Jason made his living as a carpenter until a back injury forced him off work. His partner died in 2013 and he now survives on CPP and the Ontario Disability Support Pension. He’s also an alcoholic. He has been, he says, since he was a kid growing up on the reserve.

Compounding his problem was an overpayment from Ontario Works and ODSP that was auto-deposited in his bank account, leaving him now $8,000 in debt. For a while he was paying his rent with a credit card.

“That was a big problem, using that credit card. I was good for a while, but it had an interest rate that was unbelievable,” he said.

“I went from making $700 a week to a $1,000 a month. I lost my phone. I lost my cable. Then I had to figure out how I was going to pay for my groceries. What comes first? Well, you’ve got to eat … .”

The injuries that brought the 22 into the Vista Care program are varied. Several had brain tumours. Some were savagely beaten in assaults or injured in car crashes. More than half, like Jason, are dealing with substance abuse problems. All were at risk of losing their homes — or were without homes to begin with.

“What’s very important is to meet people where they’re at, without any barriers,” Lebrun said. “Homelessness, brain injury and addictions go hand in hand. If we told someone that they couldn’t get a house until they’d dealt with their addictions — well, who could deal with their addictions when they’re worried about where they’re going to sleep tomorrow?”

Lebrun said it’s important to adopt a “housing first” approach.
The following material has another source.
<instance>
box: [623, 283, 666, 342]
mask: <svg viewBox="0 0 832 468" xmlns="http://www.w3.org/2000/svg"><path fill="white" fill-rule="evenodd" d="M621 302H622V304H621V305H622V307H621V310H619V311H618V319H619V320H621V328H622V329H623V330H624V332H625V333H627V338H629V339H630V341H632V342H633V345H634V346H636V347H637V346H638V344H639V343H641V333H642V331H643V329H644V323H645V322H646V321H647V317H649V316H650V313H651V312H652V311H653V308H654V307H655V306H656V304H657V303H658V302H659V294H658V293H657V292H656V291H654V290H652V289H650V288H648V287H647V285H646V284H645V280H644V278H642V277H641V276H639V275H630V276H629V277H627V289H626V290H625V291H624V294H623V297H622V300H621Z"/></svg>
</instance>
“Once you have a home and you don’t have to worry about where you’re going to sleep or whether you’ll be warm, then you can start to work on the other things.”

At the start of the study, 15 per cent of the participants were living on the street, 10 per cent were in shelters and 50 per cent were in insecure housing and at risk of homelessness. A year later, just five per cent were still on the street, 15 per cent were in shelters and only 20 per cent were insecure. Thirty per cent now have stable and secure housing.

The help Lebrun gives Jason seems simple for anyone who doesn’t suffer from a cognitive disability. She helped him renew his health card. She convinced his landlord to get long-delayed maintenance completed. She negotiated a reduced repayment plan to help him get out of debt. She got him a phone.

“It’s a lot cheaper to do things like that than it is to wait until someone ends up making a hospital visit,” she said.

To listen to the two together, it’s clear that their relationship is more than just a client and his service provider. The two banter like friends.

“You know what the most important thing is?” Jason asked. “Conversation with people. You hear this from senior citizens. They’re so alone. They don’t have anybody to talk to. Even if Shannon calls me on the phone, that’s a good thing. When you stop working, you lose half your conversation … . It’s lonely. It’s very lonely.

“It’s unbelievable how much this lady has changed my life.”